By Mike Clarensau
You or your organization may be plateaued if…
It’s the bane of the plateaued organization—a past that knew some success now magnified into a history we wish to repeat. Talk of yesterday is a waiting syllable on the tongue of leaders who struggle to find today’s solutions. Remember when…somehow manages to slip into every effort to determine what now.
For the plateaued organization, yesterday holds an understandable fascination, especially for those who lived it. We remember winning and want to win again. We remember the journey, the moments that looked uncertain, the joys of ascending the mountain…then. For leaders who steered that climb, the temptation to drift there again seems a good source for challenging today’s crew.
But, as someone once sang, yesterday’s gone and the door we once entered is no longer available. Today’s world has its own challenges, its own opportunities, and its own unique journey to be lived. Too much talk of yesterday makes the leader sound like he’d rather live there with the people he once knew. Today’s team finds such talk disheartening and demotivating, especially when the leader’s thoughts of yesterday magnify days that weren’t, in truth, all that magnificent.
Trips down memory lane bring joy to those who possess those memories. But they seldom hold the potential for addressing current reality. In the plateaued organization, this is often an unacknowledged barrier. Leaders who drift into descriptions of yesterday often do so because they’re unsure of what to do today. The world moved. Change has been constant, and now the playing field for today’s game looks much different than it once did. That’s why some leaders want to go back, or at least want yesterday’s solutions to solve the riddle of this moment.

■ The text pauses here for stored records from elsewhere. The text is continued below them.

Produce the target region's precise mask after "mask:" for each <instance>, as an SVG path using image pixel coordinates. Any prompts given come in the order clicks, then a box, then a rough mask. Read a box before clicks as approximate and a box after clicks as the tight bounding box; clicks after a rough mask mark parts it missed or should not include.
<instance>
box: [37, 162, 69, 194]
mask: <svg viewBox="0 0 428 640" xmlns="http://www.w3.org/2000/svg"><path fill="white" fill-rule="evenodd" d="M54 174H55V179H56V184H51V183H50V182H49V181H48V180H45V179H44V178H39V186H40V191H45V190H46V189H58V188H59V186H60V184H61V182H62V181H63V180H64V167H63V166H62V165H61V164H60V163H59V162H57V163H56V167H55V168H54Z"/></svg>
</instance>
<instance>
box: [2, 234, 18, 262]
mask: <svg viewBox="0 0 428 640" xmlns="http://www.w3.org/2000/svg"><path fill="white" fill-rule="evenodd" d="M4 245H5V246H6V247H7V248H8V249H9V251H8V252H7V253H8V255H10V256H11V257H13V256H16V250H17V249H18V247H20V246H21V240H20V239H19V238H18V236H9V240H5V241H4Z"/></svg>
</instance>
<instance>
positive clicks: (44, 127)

But you can’t find usually your way forward looking in the rearview mirror. Yes, principles can often be gleaned from where we’ve been, but seldom can strategy be found there. That’s why someone who is unencumbered by the past will step into our world and find the future more quickly and seemingly easily than those of us with a longer track record.

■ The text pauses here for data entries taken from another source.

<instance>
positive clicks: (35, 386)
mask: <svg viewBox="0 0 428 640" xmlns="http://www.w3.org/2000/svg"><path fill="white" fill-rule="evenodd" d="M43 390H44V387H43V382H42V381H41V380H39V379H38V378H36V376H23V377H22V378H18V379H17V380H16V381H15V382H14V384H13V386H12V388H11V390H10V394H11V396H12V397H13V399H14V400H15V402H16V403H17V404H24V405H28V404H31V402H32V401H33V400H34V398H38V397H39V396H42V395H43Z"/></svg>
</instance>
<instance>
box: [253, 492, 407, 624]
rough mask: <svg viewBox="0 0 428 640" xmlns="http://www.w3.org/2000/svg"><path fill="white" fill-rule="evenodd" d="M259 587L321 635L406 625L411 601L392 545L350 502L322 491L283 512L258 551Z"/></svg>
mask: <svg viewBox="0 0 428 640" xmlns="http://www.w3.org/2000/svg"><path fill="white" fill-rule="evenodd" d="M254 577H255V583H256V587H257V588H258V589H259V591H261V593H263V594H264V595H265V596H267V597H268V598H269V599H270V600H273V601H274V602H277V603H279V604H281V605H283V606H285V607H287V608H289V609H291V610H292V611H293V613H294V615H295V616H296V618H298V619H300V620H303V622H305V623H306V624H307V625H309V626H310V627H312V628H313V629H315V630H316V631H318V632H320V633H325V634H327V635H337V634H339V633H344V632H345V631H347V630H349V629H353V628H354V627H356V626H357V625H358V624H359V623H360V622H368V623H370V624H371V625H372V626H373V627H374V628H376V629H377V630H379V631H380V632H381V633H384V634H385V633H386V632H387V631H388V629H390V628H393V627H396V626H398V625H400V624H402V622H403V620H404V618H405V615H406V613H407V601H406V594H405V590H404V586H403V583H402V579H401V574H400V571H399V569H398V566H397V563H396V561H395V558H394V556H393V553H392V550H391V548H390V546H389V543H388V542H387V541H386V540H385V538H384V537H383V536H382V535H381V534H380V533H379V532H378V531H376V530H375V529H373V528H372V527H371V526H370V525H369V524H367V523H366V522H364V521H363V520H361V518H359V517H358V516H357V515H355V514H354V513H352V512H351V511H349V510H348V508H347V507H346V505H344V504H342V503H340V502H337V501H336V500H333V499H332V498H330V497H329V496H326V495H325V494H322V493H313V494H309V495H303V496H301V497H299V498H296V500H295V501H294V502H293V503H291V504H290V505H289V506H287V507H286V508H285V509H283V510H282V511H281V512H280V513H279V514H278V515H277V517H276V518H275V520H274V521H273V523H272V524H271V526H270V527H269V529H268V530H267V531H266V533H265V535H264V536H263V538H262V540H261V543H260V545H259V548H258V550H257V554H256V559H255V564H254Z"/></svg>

In the world of the church, I’ve always held that two of the documents that are valuable and necessary to our organization can also cripple that organization if we prize them too highly—your bylaws and your history book. These are necessary tools for keeping our proverbial feet on the ground, but spending too much time with them isn’t usually productive. These are documents that define yesterday and today. Seldom do they hold solutions for tomorrow.

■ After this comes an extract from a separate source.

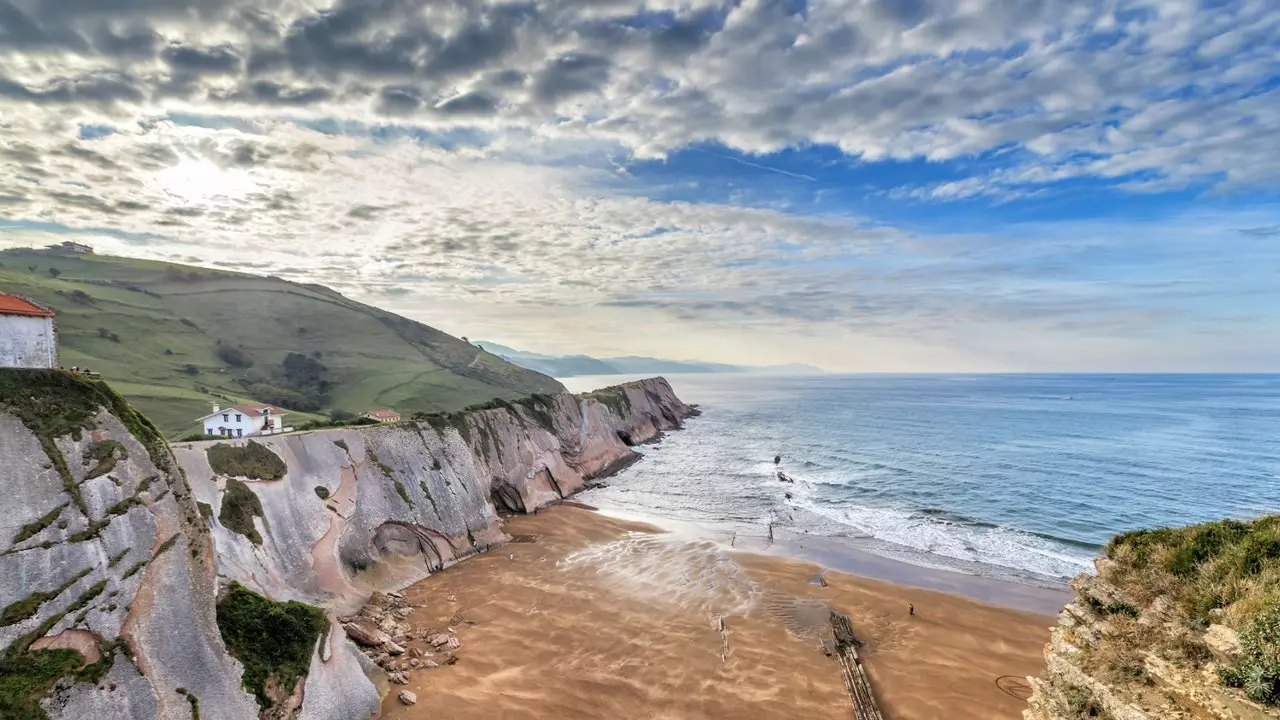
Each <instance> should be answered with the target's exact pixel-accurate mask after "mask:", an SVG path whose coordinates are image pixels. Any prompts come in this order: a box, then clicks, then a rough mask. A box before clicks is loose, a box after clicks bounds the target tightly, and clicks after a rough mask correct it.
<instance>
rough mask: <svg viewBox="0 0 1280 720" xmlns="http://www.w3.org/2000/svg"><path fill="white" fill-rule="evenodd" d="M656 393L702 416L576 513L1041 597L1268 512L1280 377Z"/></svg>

In the same way, stories of the past may feel motivating to those who once lived them, but they do little for the rest of us. Frankly, we’d rather you describe a future we can’t yet see, than a past we never lived.
If you or the organization you lead is traversing a plateau, pretending that you’re still climbing isn’t fooling anyone. Sadly, for a host of possible reasons, it’s often the leader that’s among the last to acknowledge the current terrain.